The tricky thing for OS developers is not just supporting UEFI, but also making sure their code doesn't rely on the existence of legacy hardware. For example, in the past (during boot, for starting other CPUs) I've assumed there's a PIT and assumed the PIT's IRQ is routed via. the PIC chips (until after the OS sets up IO APIC) - that's 2 assumptions that I wouldn't be comfortable with for UEFI for a start.
Aren't things becoming too dificult for a single person to achieve a practical development of a product?
If everything keeps being as standarized as regular PCs, it might not be too bad, but if PC hardware and specification become as closed and non-regular as in the case of mobile devices and their endless variations right from the base machine, then it would become a big problem for many people, maybe most of them. The ideal thing would be to standarize the whole PC instead of complicating it further. It's enough with all of the different hardware vendors and hundreds of different drivers.

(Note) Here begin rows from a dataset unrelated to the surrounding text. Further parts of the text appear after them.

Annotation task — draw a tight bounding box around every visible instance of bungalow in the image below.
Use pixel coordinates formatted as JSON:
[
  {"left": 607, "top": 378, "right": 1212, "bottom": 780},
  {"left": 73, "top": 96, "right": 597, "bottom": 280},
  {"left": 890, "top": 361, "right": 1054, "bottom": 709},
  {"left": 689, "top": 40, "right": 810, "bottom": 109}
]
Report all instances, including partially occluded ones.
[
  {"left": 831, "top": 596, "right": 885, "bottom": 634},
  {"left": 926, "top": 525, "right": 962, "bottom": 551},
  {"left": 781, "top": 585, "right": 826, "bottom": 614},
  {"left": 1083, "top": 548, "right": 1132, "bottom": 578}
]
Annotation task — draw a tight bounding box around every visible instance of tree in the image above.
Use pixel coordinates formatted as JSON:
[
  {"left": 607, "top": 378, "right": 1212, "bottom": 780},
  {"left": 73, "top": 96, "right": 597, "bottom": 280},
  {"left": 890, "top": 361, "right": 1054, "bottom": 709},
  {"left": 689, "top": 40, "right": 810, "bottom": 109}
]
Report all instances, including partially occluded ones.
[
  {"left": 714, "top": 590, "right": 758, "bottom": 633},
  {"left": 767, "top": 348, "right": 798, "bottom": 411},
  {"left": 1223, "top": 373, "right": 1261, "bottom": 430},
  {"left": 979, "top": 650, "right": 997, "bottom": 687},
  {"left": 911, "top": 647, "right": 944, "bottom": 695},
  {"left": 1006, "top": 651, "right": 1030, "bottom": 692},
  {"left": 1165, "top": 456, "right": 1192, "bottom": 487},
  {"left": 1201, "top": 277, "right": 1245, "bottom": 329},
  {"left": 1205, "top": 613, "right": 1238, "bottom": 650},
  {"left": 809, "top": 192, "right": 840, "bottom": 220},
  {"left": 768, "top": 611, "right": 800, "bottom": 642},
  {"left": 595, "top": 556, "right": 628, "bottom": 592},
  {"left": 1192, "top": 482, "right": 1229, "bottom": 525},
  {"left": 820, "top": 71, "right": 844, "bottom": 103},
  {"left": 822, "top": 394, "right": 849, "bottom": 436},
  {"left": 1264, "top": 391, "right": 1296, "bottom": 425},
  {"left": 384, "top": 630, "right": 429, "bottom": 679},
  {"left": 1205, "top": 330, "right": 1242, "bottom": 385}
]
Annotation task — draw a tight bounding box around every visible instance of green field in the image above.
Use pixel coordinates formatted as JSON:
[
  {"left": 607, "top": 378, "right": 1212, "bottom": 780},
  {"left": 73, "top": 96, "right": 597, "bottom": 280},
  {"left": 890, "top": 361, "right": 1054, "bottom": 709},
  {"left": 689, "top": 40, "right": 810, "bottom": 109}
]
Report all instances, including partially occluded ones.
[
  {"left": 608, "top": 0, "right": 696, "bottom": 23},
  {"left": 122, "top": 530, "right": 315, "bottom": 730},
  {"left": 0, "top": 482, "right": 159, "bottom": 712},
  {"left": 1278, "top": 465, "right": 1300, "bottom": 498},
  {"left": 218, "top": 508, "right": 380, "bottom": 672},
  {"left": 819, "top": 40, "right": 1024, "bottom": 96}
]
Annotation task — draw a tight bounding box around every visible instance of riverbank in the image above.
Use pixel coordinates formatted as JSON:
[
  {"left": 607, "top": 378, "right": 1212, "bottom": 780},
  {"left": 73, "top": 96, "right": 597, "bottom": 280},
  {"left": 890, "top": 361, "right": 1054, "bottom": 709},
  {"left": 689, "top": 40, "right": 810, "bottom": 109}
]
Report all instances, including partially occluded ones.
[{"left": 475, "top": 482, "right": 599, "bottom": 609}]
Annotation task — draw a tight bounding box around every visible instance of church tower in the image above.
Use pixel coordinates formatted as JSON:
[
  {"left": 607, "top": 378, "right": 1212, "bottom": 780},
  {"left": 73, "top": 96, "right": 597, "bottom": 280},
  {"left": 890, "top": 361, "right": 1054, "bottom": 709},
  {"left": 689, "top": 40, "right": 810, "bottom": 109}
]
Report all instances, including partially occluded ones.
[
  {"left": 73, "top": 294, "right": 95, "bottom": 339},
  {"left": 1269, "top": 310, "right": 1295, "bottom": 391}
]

In such a case, I think that completely emulating a classical PC would be very useful. First off, it could serve as the basis of a virtual PC platform, with absolutely all of its "hardware" normalized and publicly known, and could serve to simplify and turn any current machine, including tablets, into an easily programmable PC.
That can prove as useful and rewarding, as well as relevant, as creating yet another OS. On impossibility of creating hardware, let hardware vendors create it as they like, but attempt to make it look like a standarized machine (on top of another OS?) to get something actually done in real life and to mainly work with.
Of course that's just an option, but maybe it would be easier to allow a single person progress in one way instead of pretending to master so many emerging and highly complex new platform standards so easily every couple of years without even having mastered the previous one, and then suddenly having to potentially start over.